Centre for Health Informatics, University of New South Wales, Sydney, Australia.
PLoS One. 2011 Apr 4;6(4):e17964. doi: 10.1371/journal.pone.0017964.
The phylogenetic profile of a gene is a reflection of its evolutionary history and can be defined as the differential presence or absence of a gene in a set of reference genomes. It has been employed to facilitate the prediction of gene functions. However, the hypothesis that the application of this concept can also facilitate the discovery of bacterial virulence factors has not been fully examined. In this paper, we test this hypothesis and report a computational pipeline designed to identify previously unknown bacterial virulence genes using group B streptococcus (GBS) as an example.
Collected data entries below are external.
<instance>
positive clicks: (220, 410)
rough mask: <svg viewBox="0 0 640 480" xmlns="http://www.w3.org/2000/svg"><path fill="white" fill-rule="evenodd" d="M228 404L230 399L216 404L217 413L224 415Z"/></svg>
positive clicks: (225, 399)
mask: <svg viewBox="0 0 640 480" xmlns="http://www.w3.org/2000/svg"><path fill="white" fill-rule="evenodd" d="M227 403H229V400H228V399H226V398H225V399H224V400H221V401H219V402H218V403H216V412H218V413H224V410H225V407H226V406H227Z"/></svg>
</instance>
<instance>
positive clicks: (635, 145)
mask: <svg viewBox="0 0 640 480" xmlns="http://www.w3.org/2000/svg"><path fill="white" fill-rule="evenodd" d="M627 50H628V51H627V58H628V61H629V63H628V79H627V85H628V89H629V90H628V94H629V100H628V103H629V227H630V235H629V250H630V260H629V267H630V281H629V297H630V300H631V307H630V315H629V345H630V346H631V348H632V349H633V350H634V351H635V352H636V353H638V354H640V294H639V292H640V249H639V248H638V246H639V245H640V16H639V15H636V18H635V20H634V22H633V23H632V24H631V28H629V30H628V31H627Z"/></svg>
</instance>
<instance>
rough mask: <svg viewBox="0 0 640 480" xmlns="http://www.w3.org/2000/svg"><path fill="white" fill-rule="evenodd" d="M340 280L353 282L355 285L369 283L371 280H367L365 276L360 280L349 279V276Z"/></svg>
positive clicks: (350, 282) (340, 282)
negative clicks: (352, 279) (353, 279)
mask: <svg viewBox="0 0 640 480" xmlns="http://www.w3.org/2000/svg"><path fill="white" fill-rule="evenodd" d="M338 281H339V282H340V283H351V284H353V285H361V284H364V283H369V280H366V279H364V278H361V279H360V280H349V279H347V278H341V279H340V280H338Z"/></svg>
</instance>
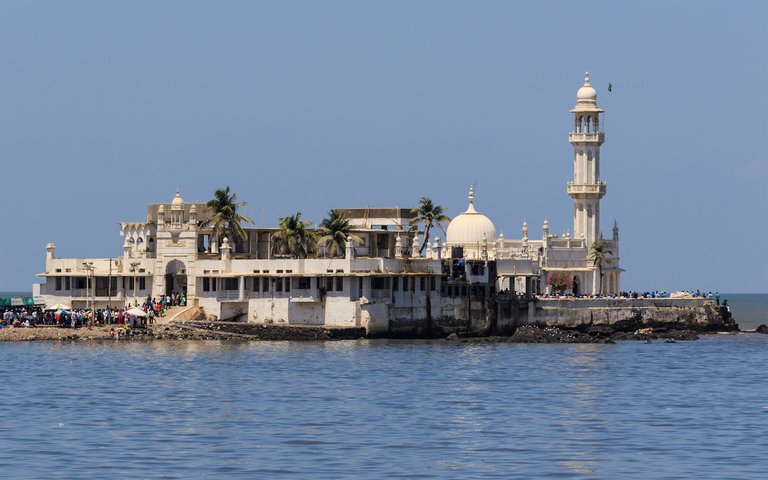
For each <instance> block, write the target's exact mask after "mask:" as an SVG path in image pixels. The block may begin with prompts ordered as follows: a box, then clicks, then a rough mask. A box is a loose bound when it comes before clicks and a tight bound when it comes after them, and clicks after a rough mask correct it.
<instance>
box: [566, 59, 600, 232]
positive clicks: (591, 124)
mask: <svg viewBox="0 0 768 480" xmlns="http://www.w3.org/2000/svg"><path fill="white" fill-rule="evenodd" d="M571 113H573V116H574V130H573V131H572V132H570V133H569V134H568V141H569V142H570V143H571V145H573V154H574V161H573V181H572V182H568V185H567V191H568V195H569V196H570V197H571V198H572V199H573V236H574V238H576V239H584V241H585V242H586V245H587V246H589V245H591V244H592V243H593V242H594V241H596V240H597V239H599V238H600V199H601V198H603V196H605V190H606V184H605V182H601V181H600V145H602V144H603V141H604V140H605V136H604V134H603V132H602V131H600V114H601V113H603V110H602V109H601V108H599V107H598V106H597V92H596V91H595V89H594V88H592V86H591V85H590V84H589V72H587V73H586V74H585V76H584V85H582V87H581V88H580V89H579V91H578V92H577V93H576V106H575V107H574V108H573V109H572V110H571Z"/></svg>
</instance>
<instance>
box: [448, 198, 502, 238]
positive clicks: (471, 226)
mask: <svg viewBox="0 0 768 480" xmlns="http://www.w3.org/2000/svg"><path fill="white" fill-rule="evenodd" d="M445 236H446V242H447V243H448V244H449V245H451V244H453V245H477V243H478V242H482V241H484V240H485V241H488V242H493V241H495V240H496V227H495V226H494V225H493V222H492V221H491V220H490V219H489V218H488V217H486V216H485V215H483V214H482V213H480V212H478V211H477V210H475V206H474V192H472V193H470V196H469V208H467V211H466V212H464V213H462V214H461V215H458V216H457V217H455V218H454V219H453V220H451V223H449V224H448V231H447V232H446V234H445Z"/></svg>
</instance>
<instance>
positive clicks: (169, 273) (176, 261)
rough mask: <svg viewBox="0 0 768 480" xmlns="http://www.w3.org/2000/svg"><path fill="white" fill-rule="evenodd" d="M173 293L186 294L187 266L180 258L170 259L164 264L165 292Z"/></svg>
mask: <svg viewBox="0 0 768 480" xmlns="http://www.w3.org/2000/svg"><path fill="white" fill-rule="evenodd" d="M174 293H177V294H179V293H183V294H184V296H185V297H186V296H187V267H186V265H184V262H182V261H181V260H171V261H170V262H168V265H166V266H165V294H166V295H173V294H174Z"/></svg>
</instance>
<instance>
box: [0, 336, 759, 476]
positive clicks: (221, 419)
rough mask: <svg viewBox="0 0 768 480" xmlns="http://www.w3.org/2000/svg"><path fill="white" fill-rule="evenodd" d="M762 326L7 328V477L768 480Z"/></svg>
mask: <svg viewBox="0 0 768 480" xmlns="http://www.w3.org/2000/svg"><path fill="white" fill-rule="evenodd" d="M767 347H768V336H760V335H738V336H727V337H704V338H703V339H702V340H700V341H697V342H680V343H677V344H664V343H660V342H656V343H653V344H648V345H647V344H641V343H633V342H622V343H619V344H616V345H513V344H455V343H445V342H417V341H403V342H397V341H386V340H382V341H352V342H325V343H323V342H317V343H309V342H308V343H289V342H261V343H259V342H242V343H222V342H189V343H186V342H177V343H171V342H169V343H154V344H133V343H122V344H111V343H107V344H94V345H88V344H43V343H39V344H38V343H27V344H3V345H2V346H0V348H2V350H3V351H2V353H3V354H4V355H3V358H5V359H13V365H14V368H6V369H4V370H3V371H2V377H0V378H1V379H2V383H1V385H2V387H0V389H1V390H0V393H2V398H3V400H4V403H5V406H6V408H5V409H4V410H3V411H2V414H0V415H1V416H0V420H1V421H2V425H3V428H2V430H0V448H2V451H3V452H24V454H23V455H7V454H6V455H4V456H3V458H0V469H1V471H2V472H3V476H7V477H8V478H19V479H22V478H51V477H52V476H59V477H68V478H71V477H86V478H87V477H102V478H103V477H107V476H115V477H119V478H150V477H151V478H188V477H202V478H254V477H270V476H293V477H297V476H298V477H302V476H303V477H313V478H380V477H382V476H387V477H392V478H399V477H404V478H445V477H452V478H465V477H466V478H469V477H484V478H534V477H535V478H643V477H653V478H692V477H696V478H705V479H715V478H718V479H719V478H763V473H764V468H760V467H761V466H764V461H763V459H764V452H765V451H766V450H767V449H768V438H766V436H765V435H764V432H765V431H766V427H768V415H766V413H768V404H766V402H765V399H766V398H768V386H766V383H765V382H762V381H761V380H760V378H759V377H756V376H755V372H760V371H762V369H763V368H764V365H765V362H766V360H767V359H768V358H767V357H766V352H768V349H767Z"/></svg>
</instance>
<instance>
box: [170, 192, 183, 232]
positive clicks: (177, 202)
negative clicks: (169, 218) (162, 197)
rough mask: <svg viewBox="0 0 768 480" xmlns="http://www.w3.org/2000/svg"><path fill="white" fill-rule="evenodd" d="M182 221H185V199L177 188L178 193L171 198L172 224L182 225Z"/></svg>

Phylogenetic profiles of all GBS genes across 467 bacterial reference genomes were determined by candidate-against-all BLAST searches,which were then used to identify candidate virulence genes by machine learning models. Evaluation experiments with known GBS virulence genes suggested good functional and model consistency in cross-validation analyses (areas under ROC curve, 0.80 and 0.98 respectively). Inspection of the top-10 genes in each of the 15 virulence functional groups revealed at least 15 (of 119) homologous genes implicated in virulence in other human pathogens but previously unrecognized as potential virulence genes in GBS. Among these highly-ranked genes, many encode hypothetical proteins with possible roles in GBS virulence. Thus, our approach has led to the identification of a set of genes potentially affecting the virulence potential of GBS, which are potential candidates for further in vitro and in vivo investigations. This computational pipeline can also be extended to in silico analysis of virulence determinants of other bacterial pathogens.
基因的系统发生谱是其进化历史的反映,可以定义为在一组参考基因组中基因的差异存在或不存在。它已被用于促进基因功能的预测。然而,应用这一概念也有助于发现细菌毒力因子的假设尚未得到充分检验。在本文中,我们检验了这一假设,并报告了一个计算流程,该流程旨在使用 B 群链球菌(GBS)作为示例来识别以前未知的细菌毒力基因。通过候选物与所有 BLAST 搜索确定了所有 GBS 基因在 467 个细菌参考基因组中的系统发生谱,然后通过机器学习模型来识别候选毒力基因。使用已知的 GBS 毒力基因进行的评估实验表明,在交叉验证分析中具有良好的功能和模型一致性(ROC 曲线下面积分别为 0.80 和 0.98)。在 15 个毒力功能组中的每个组的前 10 个基因的检查中,发现了至少 15 个(119 个中的 15 个)与其他人类病原体的毒力相关的同源基因,但以前未被认为是 GBS 中潜在的毒力基因。在这些排名较高的基因中,许多编码假定的蛋白质,这些蛋白质可能在 GBS 毒力中发挥作用。因此,我们的方法导致了一组可能影响 GBS 毒力潜力的基因的鉴定,这些基因是进一步进行体外和体内研究的潜在候选基因。此计算流程还可以扩展到其他细菌病原体的毒力决定因素的计算机分析。